IFN-γ has significant immunoregulatory activity and plays an important role in both innate and adaptive immunity. Additive effects of IFN-γ and the Toll-like receptor ligand LPS has been investigated in macrophages, but in fibroblasts is incompletely understood. IFN-γ and LPS synergistically induced MCP-1 and NO release in primary murine dermal fibroblasts. IFN-γ enhanced LPS-induced JNK and p38 MAPK phosphorylation but had no effect on NF-κB activity.
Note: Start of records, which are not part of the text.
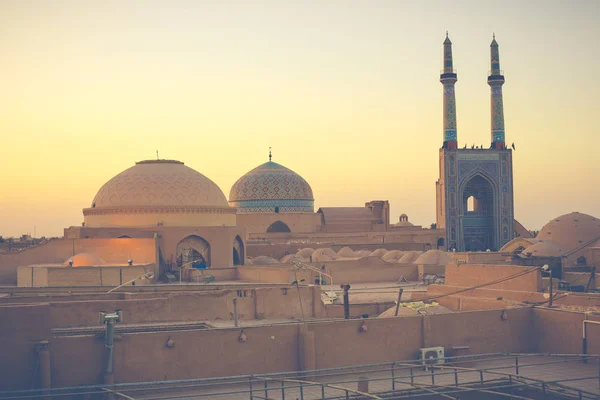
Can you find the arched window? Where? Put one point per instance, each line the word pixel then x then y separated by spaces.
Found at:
pixel 238 251
pixel 278 227
pixel 193 252
pixel 471 203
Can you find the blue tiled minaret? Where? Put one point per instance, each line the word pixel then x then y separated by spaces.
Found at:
pixel 496 80
pixel 448 79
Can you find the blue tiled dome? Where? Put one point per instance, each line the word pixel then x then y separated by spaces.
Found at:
pixel 271 187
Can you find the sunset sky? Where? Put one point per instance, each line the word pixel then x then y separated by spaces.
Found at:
pixel 346 93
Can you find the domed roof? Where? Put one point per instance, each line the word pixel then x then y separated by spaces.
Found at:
pixel 571 231
pixel 159 183
pixel 85 260
pixel 271 187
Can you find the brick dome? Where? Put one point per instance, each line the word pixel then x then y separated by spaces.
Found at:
pixel 159 183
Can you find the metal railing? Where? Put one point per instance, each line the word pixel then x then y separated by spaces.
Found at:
pixel 501 374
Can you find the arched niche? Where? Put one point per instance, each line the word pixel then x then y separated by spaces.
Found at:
pixel 238 251
pixel 278 227
pixel 193 251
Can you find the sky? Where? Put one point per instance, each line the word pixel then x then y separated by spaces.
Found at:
pixel 346 93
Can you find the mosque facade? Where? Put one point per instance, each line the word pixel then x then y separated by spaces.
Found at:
pixel 475 189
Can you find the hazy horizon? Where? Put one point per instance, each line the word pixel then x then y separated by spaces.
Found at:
pixel 347 94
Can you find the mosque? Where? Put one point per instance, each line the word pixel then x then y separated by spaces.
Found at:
pixel 163 213
pixel 475 293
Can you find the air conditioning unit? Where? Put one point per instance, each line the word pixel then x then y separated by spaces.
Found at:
pixel 432 356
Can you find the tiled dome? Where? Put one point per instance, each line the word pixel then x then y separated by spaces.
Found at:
pixel 159 183
pixel 271 187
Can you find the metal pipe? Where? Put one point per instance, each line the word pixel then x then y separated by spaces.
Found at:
pixel 346 301
pixel 586 321
pixel 235 317
pixel 550 304
pixel 109 344
pixel 109 320
pixel 398 302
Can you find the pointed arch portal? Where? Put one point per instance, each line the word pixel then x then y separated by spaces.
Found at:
pixel 478 214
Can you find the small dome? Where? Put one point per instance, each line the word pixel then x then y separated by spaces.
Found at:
pixel 159 183
pixel 324 254
pixel 409 257
pixel 85 260
pixel 305 252
pixel 571 231
pixel 379 253
pixel 287 259
pixel 547 248
pixel 362 253
pixel 434 257
pixel 393 255
pixel 346 252
pixel 271 187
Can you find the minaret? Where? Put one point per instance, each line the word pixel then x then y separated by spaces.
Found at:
pixel 496 80
pixel 448 79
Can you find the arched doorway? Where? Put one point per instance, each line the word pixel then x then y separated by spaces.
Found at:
pixel 478 215
pixel 193 251
pixel 278 227
pixel 238 251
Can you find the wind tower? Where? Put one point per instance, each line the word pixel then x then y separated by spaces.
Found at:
pixel 448 78
pixel 496 80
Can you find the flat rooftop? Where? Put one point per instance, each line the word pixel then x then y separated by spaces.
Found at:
pixel 489 376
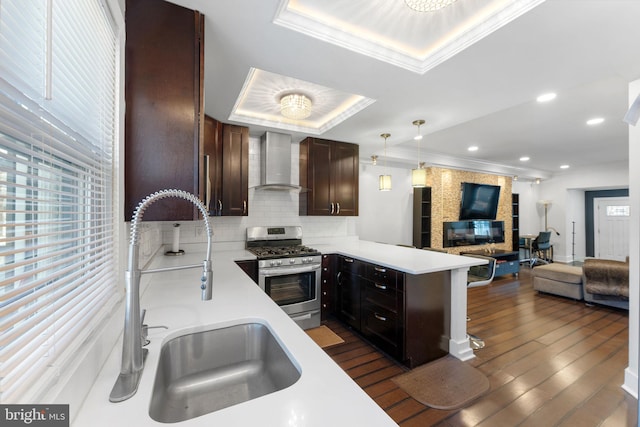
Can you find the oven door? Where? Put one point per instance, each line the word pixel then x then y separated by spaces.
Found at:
pixel 294 289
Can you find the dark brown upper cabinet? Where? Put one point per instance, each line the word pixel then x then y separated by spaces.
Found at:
pixel 329 171
pixel 226 158
pixel 164 106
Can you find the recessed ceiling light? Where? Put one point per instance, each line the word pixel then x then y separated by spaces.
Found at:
pixel 595 121
pixel 546 97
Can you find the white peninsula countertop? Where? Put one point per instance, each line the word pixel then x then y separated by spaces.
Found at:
pixel 323 396
pixel 401 258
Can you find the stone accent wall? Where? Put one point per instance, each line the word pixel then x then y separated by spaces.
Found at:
pixel 445 202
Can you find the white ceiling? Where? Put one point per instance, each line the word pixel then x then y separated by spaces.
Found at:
pixel 472 87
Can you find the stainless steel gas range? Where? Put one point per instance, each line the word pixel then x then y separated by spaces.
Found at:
pixel 288 271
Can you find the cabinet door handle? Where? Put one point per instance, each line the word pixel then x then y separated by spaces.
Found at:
pixel 381 318
pixel 207 168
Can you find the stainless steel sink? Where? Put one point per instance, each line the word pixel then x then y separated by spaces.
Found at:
pixel 204 372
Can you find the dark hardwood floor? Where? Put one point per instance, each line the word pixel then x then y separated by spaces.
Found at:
pixel 551 361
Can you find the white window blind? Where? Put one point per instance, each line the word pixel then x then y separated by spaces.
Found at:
pixel 58 104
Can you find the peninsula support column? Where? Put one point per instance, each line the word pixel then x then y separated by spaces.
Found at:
pixel 458 341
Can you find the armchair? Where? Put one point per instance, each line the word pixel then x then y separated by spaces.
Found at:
pixel 540 248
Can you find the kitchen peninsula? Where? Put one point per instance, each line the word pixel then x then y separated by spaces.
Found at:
pixel 423 270
pixel 323 395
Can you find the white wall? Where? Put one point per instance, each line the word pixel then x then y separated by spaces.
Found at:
pixel 385 216
pixel 631 373
pixel 566 192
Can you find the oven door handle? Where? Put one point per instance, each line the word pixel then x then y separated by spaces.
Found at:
pixel 289 270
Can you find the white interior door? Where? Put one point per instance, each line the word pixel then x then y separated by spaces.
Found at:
pixel 611 227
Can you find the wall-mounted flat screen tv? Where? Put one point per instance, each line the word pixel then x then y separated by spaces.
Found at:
pixel 477 232
pixel 479 201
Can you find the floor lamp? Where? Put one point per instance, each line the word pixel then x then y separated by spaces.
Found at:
pixel 547 204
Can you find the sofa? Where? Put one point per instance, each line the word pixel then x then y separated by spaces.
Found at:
pixel 606 282
pixel 558 279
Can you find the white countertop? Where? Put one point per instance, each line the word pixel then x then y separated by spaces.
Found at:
pixel 401 258
pixel 323 396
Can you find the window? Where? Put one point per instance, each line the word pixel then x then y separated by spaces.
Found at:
pixel 58 116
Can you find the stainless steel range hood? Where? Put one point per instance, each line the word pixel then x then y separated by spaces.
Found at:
pixel 275 163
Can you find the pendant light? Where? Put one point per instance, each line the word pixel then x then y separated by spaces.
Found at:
pixel 419 175
pixel 385 180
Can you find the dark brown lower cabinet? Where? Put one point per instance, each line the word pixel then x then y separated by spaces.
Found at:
pixel 327 288
pixel 404 315
pixel 348 290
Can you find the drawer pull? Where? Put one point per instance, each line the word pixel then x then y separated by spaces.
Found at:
pixel 381 318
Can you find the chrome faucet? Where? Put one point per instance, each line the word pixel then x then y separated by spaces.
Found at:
pixel 133 355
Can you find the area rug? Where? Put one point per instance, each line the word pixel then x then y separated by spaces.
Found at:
pixel 446 383
pixel 324 336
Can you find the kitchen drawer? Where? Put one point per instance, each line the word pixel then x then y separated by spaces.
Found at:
pixel 380 294
pixel 348 265
pixel 381 327
pixel 382 275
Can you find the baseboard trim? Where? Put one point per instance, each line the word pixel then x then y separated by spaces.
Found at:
pixel 630 382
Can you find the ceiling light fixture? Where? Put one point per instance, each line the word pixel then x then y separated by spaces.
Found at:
pixel 595 121
pixel 419 175
pixel 385 180
pixel 295 106
pixel 428 5
pixel 546 97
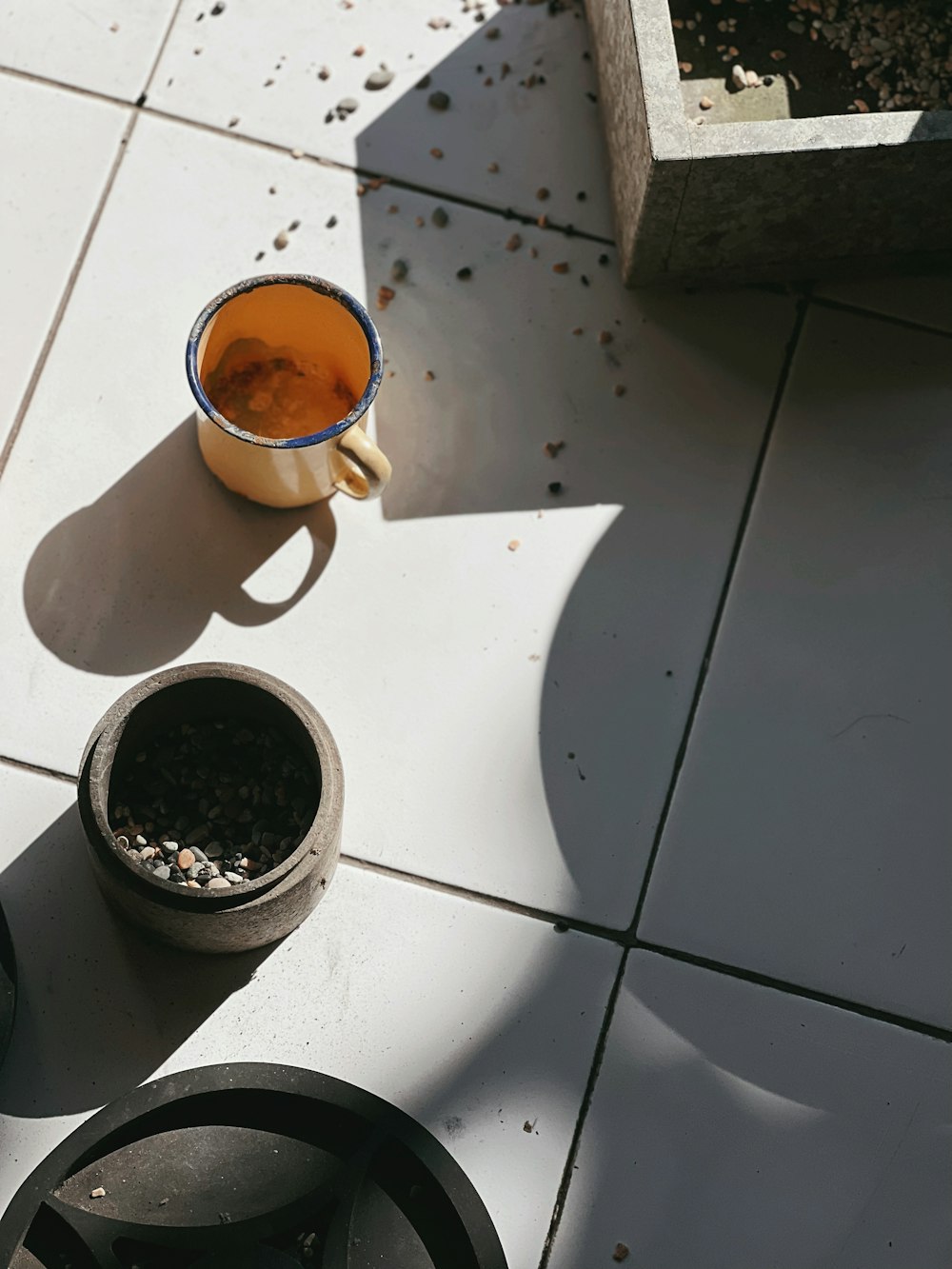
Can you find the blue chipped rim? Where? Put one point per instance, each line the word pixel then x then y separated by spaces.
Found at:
pixel 300 279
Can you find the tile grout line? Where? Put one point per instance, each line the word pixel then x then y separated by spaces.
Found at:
pixel 158 57
pixel 506 213
pixel 859 311
pixel 564 924
pixel 87 239
pixel 598 1056
pixel 788 989
pixel 26 400
pixel 540 914
pixel 792 344
pixel 21 765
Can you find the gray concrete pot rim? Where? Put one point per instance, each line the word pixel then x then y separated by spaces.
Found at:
pixel 95 773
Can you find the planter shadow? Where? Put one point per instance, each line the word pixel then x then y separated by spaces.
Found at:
pixel 99 1006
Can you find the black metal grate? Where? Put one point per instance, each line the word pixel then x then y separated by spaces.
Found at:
pixel 249 1166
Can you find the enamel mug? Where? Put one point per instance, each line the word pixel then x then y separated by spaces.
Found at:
pixel 326 327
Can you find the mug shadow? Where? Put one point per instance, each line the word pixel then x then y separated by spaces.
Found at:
pixel 99 1008
pixel 129 584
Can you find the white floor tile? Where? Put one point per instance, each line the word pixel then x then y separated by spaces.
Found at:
pixel 56 151
pixel 734 1127
pixel 257 69
pixel 809 833
pixel 474 1021
pixel 107 46
pixel 459 675
pixel 925 300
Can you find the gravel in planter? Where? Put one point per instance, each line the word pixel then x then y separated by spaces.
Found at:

The induction of both MCP-1 and NO was attenuated by inhibition of JNK but not p38 MAPK. Serine 727 STAT1 phosphorylation by IFN-γ was increased by LPS, and this was also attenuated by inhibition of JNK but not p38 MAPK. IFN-γ inhibited the basal expression of MAPK phosphatase-1, a negative regulator of MAPK signaling pathway. These results suggest that enhancement of LPS-induced JNK activation by IFN-γ associated with inhibition of MAPK phosphatase-1 may be one of the mechanisms of additive effects between IFN-γ and LPS in fibroblasts.